All these messed-up souls are, in one way or another, looking for that state of grace, trying to escape their unhappy pasts and become, somehow, different people. Carnelle, almost too old to even be in the pageant, is trying to shake off her unsavory past (“Miss Hot Tamale” as the townsfolk have come to know her), and to overcome her practically nonexistent self-esteem, convinced that if she wins the contest, she will be certifiably beautiful – just like the cousin she so adores and looks up to. There’s a sub-subplot about a red dress Elain has promised to lend Carnell to wear in the pageant, which she says she forgot to bring. Delmount falls in love with Popeye, and Elain eventually goes back home to her wealthy, boring husband and two children, even though she had planned to leave them and seek her own salvation. They’re all looking for what one character calls “what you can reasonably hope for in life”.

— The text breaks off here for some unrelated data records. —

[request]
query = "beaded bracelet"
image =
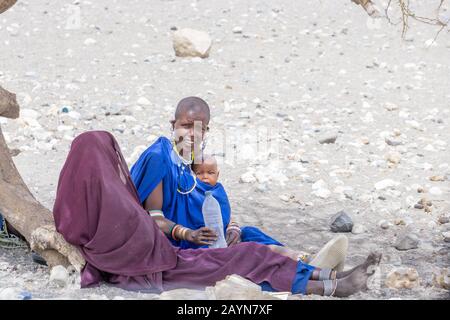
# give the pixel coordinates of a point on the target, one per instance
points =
(156, 213)
(171, 230)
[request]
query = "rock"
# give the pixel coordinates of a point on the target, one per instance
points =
(390, 106)
(393, 157)
(327, 139)
(437, 178)
(441, 279)
(29, 114)
(435, 191)
(446, 236)
(10, 294)
(407, 242)
(237, 30)
(322, 193)
(143, 101)
(320, 189)
(235, 287)
(191, 43)
(90, 41)
(183, 294)
(59, 276)
(444, 219)
(384, 224)
(387, 183)
(341, 222)
(393, 142)
(403, 278)
(358, 228)
(247, 177)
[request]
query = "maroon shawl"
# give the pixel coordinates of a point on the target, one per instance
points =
(97, 209)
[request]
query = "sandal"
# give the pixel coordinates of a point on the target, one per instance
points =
(327, 274)
(329, 287)
(332, 255)
(7, 240)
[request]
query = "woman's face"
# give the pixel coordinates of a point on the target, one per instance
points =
(190, 130)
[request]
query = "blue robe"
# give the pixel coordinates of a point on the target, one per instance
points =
(160, 162)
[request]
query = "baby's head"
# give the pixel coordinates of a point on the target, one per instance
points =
(207, 171)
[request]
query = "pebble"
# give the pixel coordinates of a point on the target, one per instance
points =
(237, 30)
(403, 278)
(387, 183)
(393, 157)
(59, 276)
(441, 279)
(328, 139)
(247, 177)
(11, 294)
(143, 101)
(446, 236)
(389, 106)
(90, 41)
(235, 287)
(191, 43)
(393, 142)
(341, 222)
(384, 224)
(444, 219)
(407, 242)
(358, 228)
(435, 191)
(320, 189)
(437, 178)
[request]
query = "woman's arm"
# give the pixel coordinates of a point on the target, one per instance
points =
(154, 202)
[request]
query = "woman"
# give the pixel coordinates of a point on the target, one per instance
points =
(169, 191)
(97, 209)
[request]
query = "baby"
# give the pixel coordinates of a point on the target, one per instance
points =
(207, 171)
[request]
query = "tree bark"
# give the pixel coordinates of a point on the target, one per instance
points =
(31, 219)
(6, 4)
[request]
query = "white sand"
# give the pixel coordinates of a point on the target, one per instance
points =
(312, 67)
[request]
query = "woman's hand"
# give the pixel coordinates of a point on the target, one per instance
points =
(202, 236)
(233, 236)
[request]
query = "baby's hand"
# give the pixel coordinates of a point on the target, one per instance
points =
(202, 236)
(233, 237)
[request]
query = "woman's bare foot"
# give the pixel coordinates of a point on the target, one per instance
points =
(357, 280)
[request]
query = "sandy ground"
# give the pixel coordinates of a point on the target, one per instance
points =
(300, 69)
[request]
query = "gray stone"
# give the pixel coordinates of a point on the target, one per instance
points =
(191, 43)
(341, 222)
(59, 276)
(407, 242)
(327, 139)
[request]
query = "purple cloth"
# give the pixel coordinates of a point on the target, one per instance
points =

And in the end, it’s not giving anything away to say that Carnelle does not win the Miss Firecracker contest. She’s a runner-up who isn’t even permitted to ride on the Miss Firecracker float in the ensuing parade: she must march behind it, carrying the American flag, determined, committed and optimistic to the end: “Look,” she says, “if you come in last, you follow that float. I took a chance and I came in last, so by God I’m gonna follow that float!”

For me, Carnelle becomes a realist and her transformation resonates with me, no less than her need to be loved, to feel attractive, to be somebody. She overcomes what Robert L. Macdonald called in his discussion of the play in Southern Quarterly the “the noisy, dazzling spectacle of her failure” and points out “the maturity of her acceptance that she will have to try another time, another way.” Amen.

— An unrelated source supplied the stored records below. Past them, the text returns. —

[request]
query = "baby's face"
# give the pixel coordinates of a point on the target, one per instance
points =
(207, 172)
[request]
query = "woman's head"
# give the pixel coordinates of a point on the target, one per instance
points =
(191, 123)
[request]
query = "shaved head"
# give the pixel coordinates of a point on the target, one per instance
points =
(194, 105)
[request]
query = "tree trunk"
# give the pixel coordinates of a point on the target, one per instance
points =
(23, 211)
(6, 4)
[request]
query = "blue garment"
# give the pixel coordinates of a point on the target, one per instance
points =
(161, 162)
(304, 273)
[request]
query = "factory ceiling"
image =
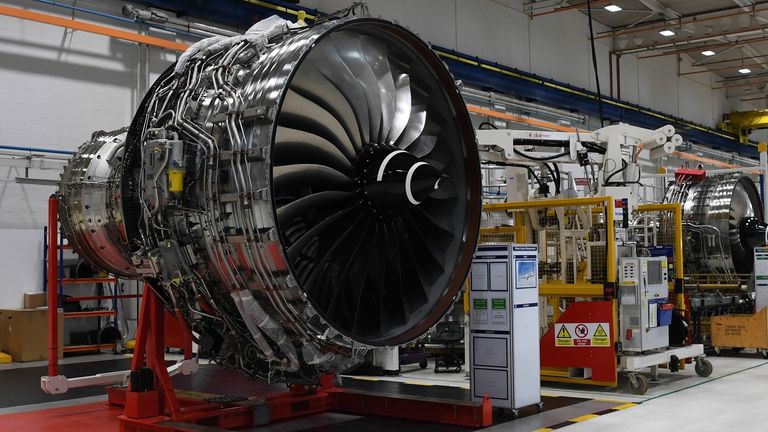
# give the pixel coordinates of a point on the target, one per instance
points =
(726, 37)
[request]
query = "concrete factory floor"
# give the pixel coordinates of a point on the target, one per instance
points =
(683, 401)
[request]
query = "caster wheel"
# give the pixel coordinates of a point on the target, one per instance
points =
(703, 368)
(639, 385)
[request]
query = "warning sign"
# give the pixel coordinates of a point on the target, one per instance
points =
(582, 335)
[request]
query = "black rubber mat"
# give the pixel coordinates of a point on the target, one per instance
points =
(22, 386)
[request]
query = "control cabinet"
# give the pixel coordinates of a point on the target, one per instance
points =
(504, 325)
(644, 309)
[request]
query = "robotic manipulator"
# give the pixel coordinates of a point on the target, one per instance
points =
(296, 195)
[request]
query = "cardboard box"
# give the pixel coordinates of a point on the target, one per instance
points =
(740, 331)
(34, 300)
(24, 334)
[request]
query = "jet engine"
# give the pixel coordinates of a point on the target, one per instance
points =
(297, 195)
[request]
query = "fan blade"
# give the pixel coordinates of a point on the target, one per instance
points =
(434, 212)
(345, 282)
(330, 64)
(423, 145)
(415, 126)
(402, 107)
(301, 113)
(376, 55)
(351, 239)
(428, 242)
(303, 205)
(293, 146)
(412, 282)
(393, 306)
(324, 227)
(317, 177)
(351, 51)
(311, 84)
(361, 272)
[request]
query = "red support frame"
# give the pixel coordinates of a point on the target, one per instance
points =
(150, 411)
(53, 293)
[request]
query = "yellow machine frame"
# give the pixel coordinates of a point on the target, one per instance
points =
(554, 291)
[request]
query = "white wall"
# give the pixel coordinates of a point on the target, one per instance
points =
(56, 87)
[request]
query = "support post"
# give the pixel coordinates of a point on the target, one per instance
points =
(763, 149)
(53, 289)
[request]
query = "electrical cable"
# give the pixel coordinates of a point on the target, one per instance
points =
(594, 63)
(624, 166)
(536, 158)
(530, 171)
(552, 175)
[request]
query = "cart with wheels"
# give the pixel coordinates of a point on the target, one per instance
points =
(632, 365)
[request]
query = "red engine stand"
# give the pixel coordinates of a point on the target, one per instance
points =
(162, 410)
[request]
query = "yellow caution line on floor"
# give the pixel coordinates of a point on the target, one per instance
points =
(417, 383)
(610, 401)
(583, 418)
(365, 378)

Last year I took a nine-to-five job-job with a good salary and benefits and at the same time had to put my dreams of a big, busy acting career aside. I had to be realistic about it. I’ve had to be realistic about my dreams and aspirations all my life, in fact, which is probably one of the main reasons this movie just tears me up, even while I’m laughing in sheer delight. And I know that I can try another time, another way.

Don’t let this all this analysis scare you off, I didn’t intend to write a term paper. This is a sweet, funny, touching movie, filled with charming, oddball people, all searching, and, ultimately, all finding something.

And trust me, we’re all looking for something. Even if it’s just that moment at the end of a hellish day when you can stop, look up and say “Gosh, it’s a nice night!”

1 comment:

  1. I always thought this was a fun movie....very overlooked. I adore Holly Hunter...except in that dreadful TNT show she wasted her talents on.